S. aureus counts in abscesses. Abscess fluid was sampled on days 2, 4, and 7 of cefazolin treatment. The bacterial count at day 7 was significantly lower in the anti-PMN-treated group (n = 17) than in the control group (n = 18) (P = 0.043 by the Mann-Whitney U test). See the legend to Fig. 2 for definitions of the symbols.

FIG. 4.

Effect of incubation with PMNs on the S. aureus PBPs. Density values (means ± standard deviations for six runs) for PBPs isolated from bacteria incubated with PMNs (░⃞) or not incubated with PMNs (▧) were determined by differential centrifugation and identification with biotinylated ampicillin.
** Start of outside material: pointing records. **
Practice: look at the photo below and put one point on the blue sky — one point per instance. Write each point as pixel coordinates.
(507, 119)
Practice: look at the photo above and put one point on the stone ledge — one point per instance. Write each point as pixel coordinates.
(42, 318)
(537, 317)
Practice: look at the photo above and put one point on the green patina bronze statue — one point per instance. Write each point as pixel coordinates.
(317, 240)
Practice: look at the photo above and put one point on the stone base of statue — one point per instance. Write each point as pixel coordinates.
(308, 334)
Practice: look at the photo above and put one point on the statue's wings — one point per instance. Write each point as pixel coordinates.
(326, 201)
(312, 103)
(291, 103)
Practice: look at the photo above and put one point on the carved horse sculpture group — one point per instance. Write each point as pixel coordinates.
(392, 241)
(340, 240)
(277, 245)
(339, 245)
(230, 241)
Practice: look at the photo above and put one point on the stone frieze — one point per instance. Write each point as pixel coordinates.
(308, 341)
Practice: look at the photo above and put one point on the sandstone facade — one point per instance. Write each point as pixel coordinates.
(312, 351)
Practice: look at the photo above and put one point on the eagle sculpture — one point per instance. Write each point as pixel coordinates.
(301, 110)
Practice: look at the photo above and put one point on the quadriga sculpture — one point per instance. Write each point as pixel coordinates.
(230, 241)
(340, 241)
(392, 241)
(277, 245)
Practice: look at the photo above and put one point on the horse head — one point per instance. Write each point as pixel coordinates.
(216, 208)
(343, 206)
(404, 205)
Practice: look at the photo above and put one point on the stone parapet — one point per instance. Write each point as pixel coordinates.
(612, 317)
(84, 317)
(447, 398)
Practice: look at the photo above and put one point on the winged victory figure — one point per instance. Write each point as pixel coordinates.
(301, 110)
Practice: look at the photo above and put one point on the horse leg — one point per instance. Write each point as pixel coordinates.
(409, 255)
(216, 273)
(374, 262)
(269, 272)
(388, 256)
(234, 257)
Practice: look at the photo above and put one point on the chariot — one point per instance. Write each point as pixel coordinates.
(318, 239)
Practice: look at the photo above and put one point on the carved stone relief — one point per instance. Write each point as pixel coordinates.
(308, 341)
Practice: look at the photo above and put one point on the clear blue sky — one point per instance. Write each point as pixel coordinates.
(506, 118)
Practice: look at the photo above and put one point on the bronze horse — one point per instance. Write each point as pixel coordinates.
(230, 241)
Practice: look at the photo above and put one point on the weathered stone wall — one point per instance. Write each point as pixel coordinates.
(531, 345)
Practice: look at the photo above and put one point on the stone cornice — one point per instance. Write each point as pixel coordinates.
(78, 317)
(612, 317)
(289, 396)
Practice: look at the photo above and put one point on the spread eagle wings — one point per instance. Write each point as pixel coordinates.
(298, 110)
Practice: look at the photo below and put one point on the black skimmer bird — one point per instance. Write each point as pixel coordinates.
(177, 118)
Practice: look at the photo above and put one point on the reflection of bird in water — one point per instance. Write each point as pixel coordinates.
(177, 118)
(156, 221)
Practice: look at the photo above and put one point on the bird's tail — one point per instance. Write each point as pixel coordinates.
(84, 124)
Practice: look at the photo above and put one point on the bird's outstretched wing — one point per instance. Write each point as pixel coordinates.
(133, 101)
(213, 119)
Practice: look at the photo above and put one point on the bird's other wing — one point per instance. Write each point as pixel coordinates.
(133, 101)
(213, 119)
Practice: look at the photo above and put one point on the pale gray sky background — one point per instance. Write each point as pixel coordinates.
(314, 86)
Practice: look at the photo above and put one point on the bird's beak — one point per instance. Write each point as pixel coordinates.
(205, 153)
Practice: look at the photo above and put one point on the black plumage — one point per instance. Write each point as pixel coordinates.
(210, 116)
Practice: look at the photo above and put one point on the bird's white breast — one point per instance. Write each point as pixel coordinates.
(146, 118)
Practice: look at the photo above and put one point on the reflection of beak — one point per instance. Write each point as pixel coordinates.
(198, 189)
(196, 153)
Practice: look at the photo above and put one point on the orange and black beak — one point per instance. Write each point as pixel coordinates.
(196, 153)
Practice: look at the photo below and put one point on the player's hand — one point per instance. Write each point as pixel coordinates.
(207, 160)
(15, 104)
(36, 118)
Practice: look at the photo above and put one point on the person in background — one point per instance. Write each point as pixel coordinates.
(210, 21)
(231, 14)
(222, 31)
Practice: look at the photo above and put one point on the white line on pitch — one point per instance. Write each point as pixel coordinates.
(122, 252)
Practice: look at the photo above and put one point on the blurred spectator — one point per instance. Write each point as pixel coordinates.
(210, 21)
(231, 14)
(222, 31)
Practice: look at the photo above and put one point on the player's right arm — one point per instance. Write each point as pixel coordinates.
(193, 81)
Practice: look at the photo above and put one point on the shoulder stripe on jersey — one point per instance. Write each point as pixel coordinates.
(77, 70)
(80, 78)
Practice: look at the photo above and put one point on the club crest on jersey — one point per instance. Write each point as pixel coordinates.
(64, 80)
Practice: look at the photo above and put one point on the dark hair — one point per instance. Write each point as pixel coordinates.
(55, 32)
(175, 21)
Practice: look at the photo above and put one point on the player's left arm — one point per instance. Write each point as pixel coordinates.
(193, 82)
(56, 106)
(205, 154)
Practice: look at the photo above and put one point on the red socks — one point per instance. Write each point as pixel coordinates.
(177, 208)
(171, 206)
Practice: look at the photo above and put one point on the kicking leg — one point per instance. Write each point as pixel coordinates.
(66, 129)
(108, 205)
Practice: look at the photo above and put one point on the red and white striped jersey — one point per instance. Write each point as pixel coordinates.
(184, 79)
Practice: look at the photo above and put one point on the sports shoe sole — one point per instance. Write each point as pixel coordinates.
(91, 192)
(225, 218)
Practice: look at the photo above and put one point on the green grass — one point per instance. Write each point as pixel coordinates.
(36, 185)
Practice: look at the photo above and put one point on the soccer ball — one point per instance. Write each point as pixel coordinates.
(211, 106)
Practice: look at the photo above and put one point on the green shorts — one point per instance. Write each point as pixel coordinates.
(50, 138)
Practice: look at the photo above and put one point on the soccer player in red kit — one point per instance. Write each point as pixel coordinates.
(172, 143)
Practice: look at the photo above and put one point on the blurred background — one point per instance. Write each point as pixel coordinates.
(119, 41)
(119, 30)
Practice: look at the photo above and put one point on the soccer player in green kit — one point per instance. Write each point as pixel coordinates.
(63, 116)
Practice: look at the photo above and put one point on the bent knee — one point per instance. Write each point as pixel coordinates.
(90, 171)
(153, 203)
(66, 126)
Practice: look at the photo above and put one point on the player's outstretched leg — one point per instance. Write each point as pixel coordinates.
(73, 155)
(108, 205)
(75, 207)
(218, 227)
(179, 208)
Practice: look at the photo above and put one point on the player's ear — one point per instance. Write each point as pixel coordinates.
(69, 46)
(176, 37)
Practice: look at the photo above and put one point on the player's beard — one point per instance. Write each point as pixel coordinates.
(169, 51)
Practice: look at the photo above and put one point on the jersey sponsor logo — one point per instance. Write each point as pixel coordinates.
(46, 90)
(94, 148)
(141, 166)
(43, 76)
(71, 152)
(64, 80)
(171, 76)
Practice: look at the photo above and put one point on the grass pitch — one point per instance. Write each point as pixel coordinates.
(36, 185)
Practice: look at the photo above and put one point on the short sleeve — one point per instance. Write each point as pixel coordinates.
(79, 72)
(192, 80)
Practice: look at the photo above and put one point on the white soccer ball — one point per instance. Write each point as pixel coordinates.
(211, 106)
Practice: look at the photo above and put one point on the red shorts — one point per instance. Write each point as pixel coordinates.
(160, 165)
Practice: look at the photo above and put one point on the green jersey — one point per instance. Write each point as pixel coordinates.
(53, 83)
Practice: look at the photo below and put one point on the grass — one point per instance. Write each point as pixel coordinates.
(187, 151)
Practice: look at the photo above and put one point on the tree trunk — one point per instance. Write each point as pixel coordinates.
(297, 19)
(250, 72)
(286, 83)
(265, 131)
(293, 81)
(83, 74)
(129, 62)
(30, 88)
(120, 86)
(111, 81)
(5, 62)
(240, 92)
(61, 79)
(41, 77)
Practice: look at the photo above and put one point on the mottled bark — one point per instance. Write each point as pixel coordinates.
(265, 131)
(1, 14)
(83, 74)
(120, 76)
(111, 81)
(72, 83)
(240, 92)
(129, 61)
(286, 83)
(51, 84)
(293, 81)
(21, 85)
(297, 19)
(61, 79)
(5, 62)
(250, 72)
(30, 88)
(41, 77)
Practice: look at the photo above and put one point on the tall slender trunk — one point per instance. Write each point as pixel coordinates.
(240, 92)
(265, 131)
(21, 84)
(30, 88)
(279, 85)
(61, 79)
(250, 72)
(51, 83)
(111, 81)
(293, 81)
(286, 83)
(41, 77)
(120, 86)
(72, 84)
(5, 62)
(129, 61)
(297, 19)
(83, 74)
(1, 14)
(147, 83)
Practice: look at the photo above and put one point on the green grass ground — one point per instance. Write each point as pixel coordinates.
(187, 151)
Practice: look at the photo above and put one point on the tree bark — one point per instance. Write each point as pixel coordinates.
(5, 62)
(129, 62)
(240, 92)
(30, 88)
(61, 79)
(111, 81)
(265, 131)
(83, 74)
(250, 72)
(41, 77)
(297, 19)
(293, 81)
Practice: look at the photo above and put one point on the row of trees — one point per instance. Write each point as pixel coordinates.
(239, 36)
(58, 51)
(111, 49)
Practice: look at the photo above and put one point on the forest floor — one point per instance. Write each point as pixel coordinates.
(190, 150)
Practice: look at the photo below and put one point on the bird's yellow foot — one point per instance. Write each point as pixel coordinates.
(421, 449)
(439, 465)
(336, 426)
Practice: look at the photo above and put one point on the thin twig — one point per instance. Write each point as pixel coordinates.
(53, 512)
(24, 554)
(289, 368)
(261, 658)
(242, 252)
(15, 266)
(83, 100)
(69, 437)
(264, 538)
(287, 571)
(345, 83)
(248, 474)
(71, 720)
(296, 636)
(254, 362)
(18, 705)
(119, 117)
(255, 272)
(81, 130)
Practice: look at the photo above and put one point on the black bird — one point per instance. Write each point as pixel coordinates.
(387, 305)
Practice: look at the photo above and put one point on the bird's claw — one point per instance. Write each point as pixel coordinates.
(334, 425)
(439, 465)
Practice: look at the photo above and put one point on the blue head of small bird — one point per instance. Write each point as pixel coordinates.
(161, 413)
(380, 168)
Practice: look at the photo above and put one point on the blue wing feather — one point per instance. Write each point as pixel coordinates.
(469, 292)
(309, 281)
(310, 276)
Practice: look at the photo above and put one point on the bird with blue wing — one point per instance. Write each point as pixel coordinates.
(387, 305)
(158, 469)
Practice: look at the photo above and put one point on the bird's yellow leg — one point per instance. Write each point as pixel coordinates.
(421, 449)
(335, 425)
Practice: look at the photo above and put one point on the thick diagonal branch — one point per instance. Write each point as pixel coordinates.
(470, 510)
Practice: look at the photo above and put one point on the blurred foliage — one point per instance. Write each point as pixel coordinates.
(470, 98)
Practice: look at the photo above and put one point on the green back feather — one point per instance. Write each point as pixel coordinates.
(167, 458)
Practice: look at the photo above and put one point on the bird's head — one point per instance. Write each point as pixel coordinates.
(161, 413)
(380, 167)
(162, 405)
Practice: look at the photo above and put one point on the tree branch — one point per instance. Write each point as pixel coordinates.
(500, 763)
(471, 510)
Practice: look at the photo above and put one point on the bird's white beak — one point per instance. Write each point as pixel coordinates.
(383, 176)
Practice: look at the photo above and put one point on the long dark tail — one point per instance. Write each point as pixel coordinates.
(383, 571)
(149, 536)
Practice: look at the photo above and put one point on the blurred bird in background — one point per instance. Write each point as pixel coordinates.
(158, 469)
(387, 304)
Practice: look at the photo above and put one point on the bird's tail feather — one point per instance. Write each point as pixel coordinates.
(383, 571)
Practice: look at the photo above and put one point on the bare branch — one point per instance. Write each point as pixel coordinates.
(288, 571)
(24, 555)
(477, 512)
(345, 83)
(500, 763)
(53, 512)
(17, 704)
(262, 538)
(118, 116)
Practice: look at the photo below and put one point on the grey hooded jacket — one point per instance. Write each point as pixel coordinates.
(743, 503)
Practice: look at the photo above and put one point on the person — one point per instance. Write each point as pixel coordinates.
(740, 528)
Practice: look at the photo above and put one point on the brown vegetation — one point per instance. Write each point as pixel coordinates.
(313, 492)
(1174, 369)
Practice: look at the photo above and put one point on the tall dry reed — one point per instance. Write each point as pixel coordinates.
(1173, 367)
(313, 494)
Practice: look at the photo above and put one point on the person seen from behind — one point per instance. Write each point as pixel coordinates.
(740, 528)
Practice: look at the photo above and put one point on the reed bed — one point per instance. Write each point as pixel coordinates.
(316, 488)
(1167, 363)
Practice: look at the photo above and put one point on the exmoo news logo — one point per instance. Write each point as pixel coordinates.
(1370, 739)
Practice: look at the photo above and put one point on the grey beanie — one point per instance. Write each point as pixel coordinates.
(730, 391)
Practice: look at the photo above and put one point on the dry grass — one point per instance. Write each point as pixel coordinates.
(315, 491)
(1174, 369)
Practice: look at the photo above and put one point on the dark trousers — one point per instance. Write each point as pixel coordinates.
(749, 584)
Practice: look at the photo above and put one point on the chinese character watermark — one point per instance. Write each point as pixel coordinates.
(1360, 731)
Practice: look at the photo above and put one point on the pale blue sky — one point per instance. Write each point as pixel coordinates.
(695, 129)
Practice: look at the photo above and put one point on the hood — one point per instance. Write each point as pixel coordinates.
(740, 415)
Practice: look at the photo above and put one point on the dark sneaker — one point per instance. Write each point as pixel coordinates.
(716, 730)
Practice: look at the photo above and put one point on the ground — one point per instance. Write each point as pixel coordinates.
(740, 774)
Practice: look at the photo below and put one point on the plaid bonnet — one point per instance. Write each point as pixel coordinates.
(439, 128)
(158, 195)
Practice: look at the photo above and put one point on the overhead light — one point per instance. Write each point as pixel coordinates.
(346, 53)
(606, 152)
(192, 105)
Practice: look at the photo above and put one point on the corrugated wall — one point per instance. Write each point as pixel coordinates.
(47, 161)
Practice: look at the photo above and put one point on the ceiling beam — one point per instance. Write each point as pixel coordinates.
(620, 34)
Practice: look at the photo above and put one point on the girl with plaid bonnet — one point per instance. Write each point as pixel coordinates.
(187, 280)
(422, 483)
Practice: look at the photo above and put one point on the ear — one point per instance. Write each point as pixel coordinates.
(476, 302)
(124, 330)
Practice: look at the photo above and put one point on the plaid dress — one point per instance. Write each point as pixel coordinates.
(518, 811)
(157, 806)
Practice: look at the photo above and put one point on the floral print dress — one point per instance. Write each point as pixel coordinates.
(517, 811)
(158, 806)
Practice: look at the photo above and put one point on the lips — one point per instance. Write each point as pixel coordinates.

PBPs were separated electrophoretically, blotted, and stained. Important PBPs were identified by molecular weight on the basis of two standards included in each run and were quantitated with imaging software (ImageQuaNT). After exposure to PMNs, a significant reduction in the level of PBP 2 expression was seen, as defined by a decrease in gel band density with equal amounts of protein (P < 0.01 by Student's t test). The levels of PBP 1 and PBP 3 expression were not significantly changed. The level of PBP 4 expression showed a significant increase in the biotinylated ampicillin series that was not seen by the methods that used fluorescent penicillin.

FIG. 5.

ImageQuaNT scans of S. aureus PBPs (the numbers above each peak). A representative run of viable S. aureus cells incubated or not incubated with viable neutrophils for 30 min is shown. Cell wall proteins were subsequently isolated; incubated with biotinylated ampicillin; and separated on a gel, blotted, and stained. The third scan at the bottom is a methods control: S. aureus membrane proteins were incubated with unlabeled ampicillin in excess for 30 min at 37°C before incubation with biotinylated ampicillin for 30 min at 37°C, followed by performance of the standard run.

FIG. 6.

Photo from the density program of S. aureus PBPs incubated without or with neutrophils before cell wall isolation and electrophoresis. The cell wall proteins were subsequently isolated, incubated with biotinylated ampicillin, and separated electrophoretically and were blotted and stained with streptavidin-alkaline phosphatase and then the BCIP-NBT substrate. The photo is from the software program used to determine band density. PBPs are indicated to the right of the gel.